Our train was pulled by this immaculate BR class 5.


This delightful pre-grouping loco was being prepared outside the engine sheds. Replace the plastic buckets for metal, and the aluminium ladder for a wooden one, and this scene could be 100+ years ago.


No this isn't some kind of tribal dance, or strange version of tennis, but the exchange of single-line tokens between signalman and loco crew.


The SE&CR "P" class locos have a light-railway charm about them that is rare for main line company locos.

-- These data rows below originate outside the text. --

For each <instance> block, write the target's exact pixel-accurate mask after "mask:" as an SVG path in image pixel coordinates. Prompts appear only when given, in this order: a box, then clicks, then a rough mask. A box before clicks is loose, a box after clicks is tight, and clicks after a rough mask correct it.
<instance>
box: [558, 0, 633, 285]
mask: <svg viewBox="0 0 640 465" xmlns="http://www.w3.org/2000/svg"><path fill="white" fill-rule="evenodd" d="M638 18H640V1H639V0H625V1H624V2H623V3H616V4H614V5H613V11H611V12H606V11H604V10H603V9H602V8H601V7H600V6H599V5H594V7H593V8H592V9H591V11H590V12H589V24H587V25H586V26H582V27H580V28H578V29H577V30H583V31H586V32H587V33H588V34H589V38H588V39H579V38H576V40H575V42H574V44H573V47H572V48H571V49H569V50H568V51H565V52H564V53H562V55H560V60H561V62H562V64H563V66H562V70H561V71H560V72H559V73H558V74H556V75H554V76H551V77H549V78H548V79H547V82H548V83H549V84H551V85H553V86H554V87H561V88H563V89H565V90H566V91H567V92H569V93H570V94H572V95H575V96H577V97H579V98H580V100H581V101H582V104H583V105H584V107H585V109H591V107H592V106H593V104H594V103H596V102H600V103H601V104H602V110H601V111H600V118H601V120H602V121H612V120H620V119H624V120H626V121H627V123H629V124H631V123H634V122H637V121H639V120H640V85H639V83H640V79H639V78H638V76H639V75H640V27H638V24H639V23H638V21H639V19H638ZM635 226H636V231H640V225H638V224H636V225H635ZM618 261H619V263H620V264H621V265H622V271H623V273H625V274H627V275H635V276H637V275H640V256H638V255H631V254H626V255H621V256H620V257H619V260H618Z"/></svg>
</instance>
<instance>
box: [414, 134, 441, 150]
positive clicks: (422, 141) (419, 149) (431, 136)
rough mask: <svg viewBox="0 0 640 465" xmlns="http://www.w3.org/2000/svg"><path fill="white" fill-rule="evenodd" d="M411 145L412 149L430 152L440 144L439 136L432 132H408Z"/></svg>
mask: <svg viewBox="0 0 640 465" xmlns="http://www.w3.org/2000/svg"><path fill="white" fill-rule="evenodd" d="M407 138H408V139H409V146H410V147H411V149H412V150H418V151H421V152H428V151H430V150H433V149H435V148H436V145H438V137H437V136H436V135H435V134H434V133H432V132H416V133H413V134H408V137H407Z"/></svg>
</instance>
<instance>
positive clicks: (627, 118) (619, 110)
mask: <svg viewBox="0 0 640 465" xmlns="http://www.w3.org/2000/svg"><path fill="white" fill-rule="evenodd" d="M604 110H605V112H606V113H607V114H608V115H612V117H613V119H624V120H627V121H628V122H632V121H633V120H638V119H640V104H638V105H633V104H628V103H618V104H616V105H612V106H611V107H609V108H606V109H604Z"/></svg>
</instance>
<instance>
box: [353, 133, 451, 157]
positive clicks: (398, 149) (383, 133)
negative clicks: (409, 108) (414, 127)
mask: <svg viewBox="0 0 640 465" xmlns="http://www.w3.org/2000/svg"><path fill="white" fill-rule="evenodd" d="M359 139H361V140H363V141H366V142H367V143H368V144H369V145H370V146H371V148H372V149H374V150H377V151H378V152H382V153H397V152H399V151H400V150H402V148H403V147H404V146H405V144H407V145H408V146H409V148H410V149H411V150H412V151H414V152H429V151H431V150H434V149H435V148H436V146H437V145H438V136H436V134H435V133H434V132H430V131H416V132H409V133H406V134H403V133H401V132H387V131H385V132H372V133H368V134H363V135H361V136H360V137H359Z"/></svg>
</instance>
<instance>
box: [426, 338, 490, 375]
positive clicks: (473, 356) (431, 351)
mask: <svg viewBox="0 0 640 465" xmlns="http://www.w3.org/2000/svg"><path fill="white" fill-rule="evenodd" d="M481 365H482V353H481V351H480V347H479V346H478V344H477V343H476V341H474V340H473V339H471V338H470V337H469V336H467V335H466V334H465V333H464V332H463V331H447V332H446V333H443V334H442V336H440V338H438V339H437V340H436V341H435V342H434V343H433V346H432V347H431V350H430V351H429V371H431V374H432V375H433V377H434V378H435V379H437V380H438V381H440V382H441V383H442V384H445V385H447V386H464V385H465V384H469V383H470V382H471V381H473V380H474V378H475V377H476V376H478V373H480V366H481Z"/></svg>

Taken from a moving train and slightly out of focus, this picture of a Sentinel is interesting, and not just because I have a similar Hornby model somewhere. Comparison with the railway website picture shows how much it has faded, and it's a good example of weathering on a workhorse locomotive - even on a preserved line. The brake dust, rain streaks, and generally used appearance (without being in any way neglected) is what I was aiming for with my diesels in the last post.

Friday 1 September 2017

A Duo of Diesels

I've finally (after about 8 months) finished the pair of 3D printed, Kato chassis powered, ex military diesels: the CWR produced Hunslet left) and the Narrow-Planet Baguley Drewry (right). Both are relatively straightforward but tasks like fitting couplings, painting, glazing, and weathering have been completed in occasional modelling sessions.


Fitting the couplings to the Baguley was easy enough, with a slot cut into the buffer block for the Microtrains draft block and plenty left for the screw. There's plenty of space inside for some lead which helps tame the sprightly Kato chassis. Glazing was a little fiddly but templates in the instructions helped with cutting out, the brass etched frames were painted separately and fitted afterwards to hide any join - however I couldn't help getting spots of superglue on the paint, which had to be hidden by a little "dirt".


The Hunslet had no space for the couplings even after I cut a square hole in the buffer beam due to the chassis fitting flush inside, so I made up a mounting block using plasticard stuck to the face of the bufferbeam. Such blocks were common on NG locos and it holds and disguises the coupler draft box, providing something solid for the screw too. 3D printed glazing was provided, it's a little milky with some faint layering visible (and sanding it would make it worse!) but I used it anyway - it's convenient and looks OK. Here you can see I've also finished painting and weathering a couple of RNAD wagons too.


The Hunslet's party trick is the working headlights. The headlight openings were glazed with a drop of Micro Krystal Klear, and the micro SMLED's stuck behind them. The PCB was pushed into the bonnet so the contacts touch the Kato chassis when fitted. The lights work really well, the circuit suggested by my friend Harry does the job of keeping the LED's lit at a constant brightness and reasonably flicker-free, and I think I've got the brightness about right. The circuit meant less space for lead, but I still squeezed a little in around it and it runs fine.


Both locos have been weathered using a little dry-brushing, a dirty wash, and some powders (which may get toned down a little), the idea is to capture locos working in preservation service on maintenance trains - generally clean bodies but with some track and exhaust dirt. They could both do with a driver (and the Baguley could use a representation of an interior) but otherwise they are ready for service. Despite my reservations about 3D printing, I am very pleased with the end results.